Friday, June 12, 2009

The most important relationship

"The most important thing a father can do for his children 
is to love their mother."  
Rev. Theodore Hesburgh.

In one of the books I read when I was pregnant with Pip, there was an entire chapter about the most important relationship in the family being the relationship between husband and wife.  It's vital for children to see their parents being affectionate toward each other because it creates stability.  It makes children feel safe to know that their parents have a strong, loving bond.  The book suggested that parents should not wait for kids to be in bed to spend 'adult time' together, because kids need to witness the importance parents place on their partnership.  The relationship you have with your spouse provides a model for all future relationships your children will form; romantic and otherwise.  (No pressure there.)

I remember reading the chapter aloud to my husband before Pip was born, and we talked about making time for each other.  Our goal was that, when he came home from work, we would spend the first half-hour just sitting on the couch talking to each other.  We imagined that our child (or children) would still be near us, but we'd sit side-by-side and make a conscious effort to really check-in with each other, perhaps even hold hands and have adult conversation.  

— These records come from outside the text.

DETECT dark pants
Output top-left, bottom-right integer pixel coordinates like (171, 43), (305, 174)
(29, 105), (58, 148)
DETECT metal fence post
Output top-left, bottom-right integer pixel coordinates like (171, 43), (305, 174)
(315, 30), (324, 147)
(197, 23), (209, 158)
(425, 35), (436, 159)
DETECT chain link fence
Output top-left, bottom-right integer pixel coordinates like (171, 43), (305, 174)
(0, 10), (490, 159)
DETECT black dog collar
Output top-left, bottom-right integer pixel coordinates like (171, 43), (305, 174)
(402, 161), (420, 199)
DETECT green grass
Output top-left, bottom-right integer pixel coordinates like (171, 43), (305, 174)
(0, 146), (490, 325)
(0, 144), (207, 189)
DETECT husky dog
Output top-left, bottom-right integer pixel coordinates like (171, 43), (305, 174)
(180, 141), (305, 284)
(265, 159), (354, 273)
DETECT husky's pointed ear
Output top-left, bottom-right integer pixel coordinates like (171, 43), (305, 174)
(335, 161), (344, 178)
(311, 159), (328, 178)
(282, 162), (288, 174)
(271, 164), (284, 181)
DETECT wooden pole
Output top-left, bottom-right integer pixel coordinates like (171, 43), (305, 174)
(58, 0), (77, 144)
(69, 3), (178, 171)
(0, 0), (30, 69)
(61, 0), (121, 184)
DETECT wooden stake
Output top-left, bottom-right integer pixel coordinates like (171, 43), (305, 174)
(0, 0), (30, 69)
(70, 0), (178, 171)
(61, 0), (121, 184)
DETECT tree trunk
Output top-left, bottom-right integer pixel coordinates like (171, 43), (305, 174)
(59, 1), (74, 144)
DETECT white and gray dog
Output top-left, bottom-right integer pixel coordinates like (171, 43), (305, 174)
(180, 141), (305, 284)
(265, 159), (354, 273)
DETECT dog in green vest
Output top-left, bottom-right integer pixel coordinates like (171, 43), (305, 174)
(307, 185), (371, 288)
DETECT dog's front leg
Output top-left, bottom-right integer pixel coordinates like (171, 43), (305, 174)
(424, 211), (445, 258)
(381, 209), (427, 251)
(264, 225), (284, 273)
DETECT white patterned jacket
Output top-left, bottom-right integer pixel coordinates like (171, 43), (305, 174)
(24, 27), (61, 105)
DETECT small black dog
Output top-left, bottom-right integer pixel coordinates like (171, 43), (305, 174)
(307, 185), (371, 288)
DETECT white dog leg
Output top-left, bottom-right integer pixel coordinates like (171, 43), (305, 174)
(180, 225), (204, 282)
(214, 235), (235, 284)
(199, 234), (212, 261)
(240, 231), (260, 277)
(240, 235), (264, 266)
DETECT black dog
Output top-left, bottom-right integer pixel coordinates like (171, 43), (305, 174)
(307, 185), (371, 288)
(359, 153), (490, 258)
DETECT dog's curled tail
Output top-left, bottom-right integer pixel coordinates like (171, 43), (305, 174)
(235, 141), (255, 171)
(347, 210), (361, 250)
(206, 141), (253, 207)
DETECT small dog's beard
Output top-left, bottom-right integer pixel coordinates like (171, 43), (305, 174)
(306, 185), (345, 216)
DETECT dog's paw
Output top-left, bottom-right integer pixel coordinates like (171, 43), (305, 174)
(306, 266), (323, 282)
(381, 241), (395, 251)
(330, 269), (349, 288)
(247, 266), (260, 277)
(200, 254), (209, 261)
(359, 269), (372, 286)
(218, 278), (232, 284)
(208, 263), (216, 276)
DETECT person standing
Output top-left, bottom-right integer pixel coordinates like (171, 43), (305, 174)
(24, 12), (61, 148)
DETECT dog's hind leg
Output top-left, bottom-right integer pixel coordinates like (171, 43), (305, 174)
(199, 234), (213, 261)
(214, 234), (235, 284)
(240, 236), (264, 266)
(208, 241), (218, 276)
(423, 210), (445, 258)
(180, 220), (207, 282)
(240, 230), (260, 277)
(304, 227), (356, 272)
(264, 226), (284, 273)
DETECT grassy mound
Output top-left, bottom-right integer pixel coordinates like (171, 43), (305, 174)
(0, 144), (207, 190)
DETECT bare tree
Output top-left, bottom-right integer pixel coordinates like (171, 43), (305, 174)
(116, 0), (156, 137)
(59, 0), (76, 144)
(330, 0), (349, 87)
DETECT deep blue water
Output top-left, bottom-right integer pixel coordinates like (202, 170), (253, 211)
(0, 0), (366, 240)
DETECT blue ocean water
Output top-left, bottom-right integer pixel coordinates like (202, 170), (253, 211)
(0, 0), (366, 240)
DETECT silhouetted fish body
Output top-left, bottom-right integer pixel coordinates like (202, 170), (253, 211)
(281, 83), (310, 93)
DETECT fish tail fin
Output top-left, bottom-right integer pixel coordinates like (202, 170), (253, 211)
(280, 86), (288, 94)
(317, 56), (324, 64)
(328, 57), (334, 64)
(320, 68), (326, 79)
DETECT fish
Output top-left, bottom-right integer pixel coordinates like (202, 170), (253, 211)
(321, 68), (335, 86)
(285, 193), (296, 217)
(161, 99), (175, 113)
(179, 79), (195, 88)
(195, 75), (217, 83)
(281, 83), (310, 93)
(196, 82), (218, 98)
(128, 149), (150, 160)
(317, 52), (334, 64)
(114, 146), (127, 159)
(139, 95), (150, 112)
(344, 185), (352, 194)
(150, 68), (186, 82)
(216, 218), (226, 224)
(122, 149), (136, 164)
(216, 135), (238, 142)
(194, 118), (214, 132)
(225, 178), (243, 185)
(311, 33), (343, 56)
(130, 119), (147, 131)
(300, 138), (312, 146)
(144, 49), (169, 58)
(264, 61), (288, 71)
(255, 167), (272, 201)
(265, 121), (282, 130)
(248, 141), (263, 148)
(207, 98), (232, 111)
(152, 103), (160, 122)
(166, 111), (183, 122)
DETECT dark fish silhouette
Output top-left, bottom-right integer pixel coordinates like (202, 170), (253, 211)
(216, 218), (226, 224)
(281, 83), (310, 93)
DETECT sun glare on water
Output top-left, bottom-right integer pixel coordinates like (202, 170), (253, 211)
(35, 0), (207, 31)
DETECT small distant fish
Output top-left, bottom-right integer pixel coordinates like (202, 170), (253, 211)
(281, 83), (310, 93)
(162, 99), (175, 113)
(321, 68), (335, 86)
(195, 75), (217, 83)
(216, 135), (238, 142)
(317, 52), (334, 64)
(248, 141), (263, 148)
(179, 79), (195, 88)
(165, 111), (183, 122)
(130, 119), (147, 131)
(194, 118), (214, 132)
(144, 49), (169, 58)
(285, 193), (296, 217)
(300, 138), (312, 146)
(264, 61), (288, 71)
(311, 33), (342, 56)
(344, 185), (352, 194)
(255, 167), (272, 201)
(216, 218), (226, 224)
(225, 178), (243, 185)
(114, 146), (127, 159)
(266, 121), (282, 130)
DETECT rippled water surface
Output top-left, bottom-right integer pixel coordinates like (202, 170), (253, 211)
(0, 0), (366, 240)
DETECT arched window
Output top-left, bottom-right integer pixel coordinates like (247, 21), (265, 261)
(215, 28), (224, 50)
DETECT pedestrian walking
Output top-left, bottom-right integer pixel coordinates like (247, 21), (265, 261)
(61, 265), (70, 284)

It was a lofty goal.  Actually, we were doing pretty well for the first three weeks of Pip's life when she did nothing but sleep, but since then our blissful 'together-time' has occurred mostly when the girls are in bed.

Recently Crazybaby has become extremely attached to her father.  When he walks in the door after work she cries, "Daaaaaaaaaaaaaaaaaaaaa!" and the only thing on her mind is climbing into her father's arms.  He has a hard time even washing his hands before she starts crying because she can't bear to be apart from him for another minute.

Pip yells, "Daddy, Daddy" and runs over to Big Daddy-O as well, so my husband is bombarded with his little fan club the moment he walks in the door.  How can I possibly play first-fiddle in this scenario?  My husband and I religiously greet each other with a meaningful hug and a peck-of-a kiss, but we certainly don't enjoy thirty minutes of adult conversation while holding hands on the couch!  It's family time;  the couch is host to a wrestling match of sorts with Pip and Crazybaby crawling all over Big Daddy-O as we attempt to de-brief about our days.

It's a beautiful time.  I'm not going to try to change it.  As long as my husband and I are aware of the importance of our relationship, as long as we're generous with our love and affection toward each other, we'll all be just fine.  (Happy Birthday Big Daddy-O!)